Within the context of an NHID system and robust EHR interoperability, the question of health data centralization should be separately considered and evaluated. One middle-of-the-road approach is Australia’s My Health Record, which provides a place for providers to access a summary of high-value medical information for any patient. My Health Record is a hybrid between a consumer and provider EHR (both can add and review data) but it does not replace existing health records (preventing full centralization). Another is Slovenia’s Central Patient Data Register, which centralizes data and gives providers access to all health records for a given patient, but only after verifying both the provider and patient’s identities. As with anything in healthcare, the devil’s in the details, but the privacy concerns which have held up an NHID system to date do not justify blocking its implementation in any form.
COVID-19 underscores the benefits of an NHID system
The COVID-19 pandemic has compressed a decade of innovation within healthcare into a single year and highlighted numerous potential areas for improvement. It also provides a valuable case study on the benefits of an NHID system.
Given the amount of data available to policymakers, researchers, and patients today, COVID-19 has been called humanity’s first data-driven pandemic. But one area that’s lagged behind is the reporting of racial and ethnic data with COVID-19 cases. As late as September, more than 37% of publicly available data from state and local health departments were still missing data on race, and several states were not reporting ethnicity data at all. Without this information, it has taken public health officials longer to recognize and respond to the dramatic racial and ethnic disparities with the pandemic. A proper patient identification system would have surfaced these inequities much more easily, with NHIDs providing the link between positive COVID-19 test results and basic demographic information.
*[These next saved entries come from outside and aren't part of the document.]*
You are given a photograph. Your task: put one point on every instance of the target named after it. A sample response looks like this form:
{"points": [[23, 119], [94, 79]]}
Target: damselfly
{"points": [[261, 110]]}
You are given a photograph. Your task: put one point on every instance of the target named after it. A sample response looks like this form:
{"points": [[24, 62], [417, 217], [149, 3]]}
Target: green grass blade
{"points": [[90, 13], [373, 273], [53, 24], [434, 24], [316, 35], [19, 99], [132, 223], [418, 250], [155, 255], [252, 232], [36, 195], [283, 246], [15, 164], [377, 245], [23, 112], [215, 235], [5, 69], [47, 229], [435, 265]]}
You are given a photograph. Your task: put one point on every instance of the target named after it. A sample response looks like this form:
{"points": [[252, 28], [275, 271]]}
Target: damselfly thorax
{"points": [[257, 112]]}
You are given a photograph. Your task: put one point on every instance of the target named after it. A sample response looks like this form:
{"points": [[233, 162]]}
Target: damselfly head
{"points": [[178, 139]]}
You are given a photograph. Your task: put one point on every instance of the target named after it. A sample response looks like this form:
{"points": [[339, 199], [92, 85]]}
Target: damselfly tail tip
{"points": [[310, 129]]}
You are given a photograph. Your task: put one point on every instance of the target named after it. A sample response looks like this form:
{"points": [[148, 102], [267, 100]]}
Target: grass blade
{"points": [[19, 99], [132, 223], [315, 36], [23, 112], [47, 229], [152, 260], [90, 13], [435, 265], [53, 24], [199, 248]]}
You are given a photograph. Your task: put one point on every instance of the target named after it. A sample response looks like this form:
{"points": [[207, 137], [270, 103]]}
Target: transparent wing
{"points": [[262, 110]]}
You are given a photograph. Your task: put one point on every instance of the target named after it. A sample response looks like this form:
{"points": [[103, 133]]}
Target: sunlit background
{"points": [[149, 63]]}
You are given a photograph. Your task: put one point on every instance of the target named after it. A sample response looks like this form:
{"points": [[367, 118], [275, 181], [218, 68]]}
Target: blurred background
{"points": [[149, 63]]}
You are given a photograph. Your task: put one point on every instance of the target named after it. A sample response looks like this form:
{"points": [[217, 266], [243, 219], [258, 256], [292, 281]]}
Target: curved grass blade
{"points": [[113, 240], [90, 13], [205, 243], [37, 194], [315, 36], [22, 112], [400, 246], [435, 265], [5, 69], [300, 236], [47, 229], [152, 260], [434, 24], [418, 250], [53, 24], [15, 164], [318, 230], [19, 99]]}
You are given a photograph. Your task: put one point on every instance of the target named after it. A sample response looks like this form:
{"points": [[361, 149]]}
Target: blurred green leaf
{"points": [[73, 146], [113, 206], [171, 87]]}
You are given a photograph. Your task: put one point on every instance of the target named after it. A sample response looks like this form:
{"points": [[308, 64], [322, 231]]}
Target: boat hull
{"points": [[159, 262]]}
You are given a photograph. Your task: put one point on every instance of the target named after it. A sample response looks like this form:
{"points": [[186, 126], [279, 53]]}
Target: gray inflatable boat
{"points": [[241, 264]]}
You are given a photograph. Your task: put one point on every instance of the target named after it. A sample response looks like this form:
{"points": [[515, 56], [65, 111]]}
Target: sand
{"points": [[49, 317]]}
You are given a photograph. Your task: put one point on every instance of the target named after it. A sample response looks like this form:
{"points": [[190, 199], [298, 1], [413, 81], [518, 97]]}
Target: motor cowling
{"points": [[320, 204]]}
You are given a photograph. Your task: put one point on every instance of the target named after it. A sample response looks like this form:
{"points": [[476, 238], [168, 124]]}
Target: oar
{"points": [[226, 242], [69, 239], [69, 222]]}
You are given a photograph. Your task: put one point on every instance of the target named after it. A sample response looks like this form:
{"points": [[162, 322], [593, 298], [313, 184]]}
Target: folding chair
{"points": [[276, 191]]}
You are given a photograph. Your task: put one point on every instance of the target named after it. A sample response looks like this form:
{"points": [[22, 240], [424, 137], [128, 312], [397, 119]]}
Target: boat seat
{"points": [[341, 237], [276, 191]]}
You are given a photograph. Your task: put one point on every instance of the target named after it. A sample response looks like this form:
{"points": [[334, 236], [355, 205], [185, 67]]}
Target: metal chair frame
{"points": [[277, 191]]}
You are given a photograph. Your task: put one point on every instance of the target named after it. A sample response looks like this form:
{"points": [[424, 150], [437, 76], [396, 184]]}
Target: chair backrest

A second area which would have been aided by an NHID system is vaccine distribution. The CDC’s latest recommendations on vaccine allocation prioritize persons aged 16-64 with high-risk medical conditions over those who are not at-risk, but it is unclear how this will be implemented in practice. Given the fragmentation of care delivery and the push for widespread vaccination locations, a substantial proportion of Americans may not receive the vaccine through their usual primary care provider. The challenge which follows is that these makeshift vaccination locations won’t have access to longitudinal health records, and may struggle to distinguish high-risk individuals from everyone else. An NHID system combined with robust EHR interoperability would have resolved this and allowed for more precision and efficiency with vaccine distribution.
The passage of the Health Insurance Portability and Accountability Act 25 years ago revolutionized the legal protections and accountability around health information, but failed to trigger the development of a national patient identification system. The COVID-19 pandemic has highlighted that such a system is long overdue, and it is time for legislators to act. By overturning the ban on funding an NHID, Congress will be taking a necessary step to making health data truly portable, while fulfilling the original intent of HIPAA as it was written.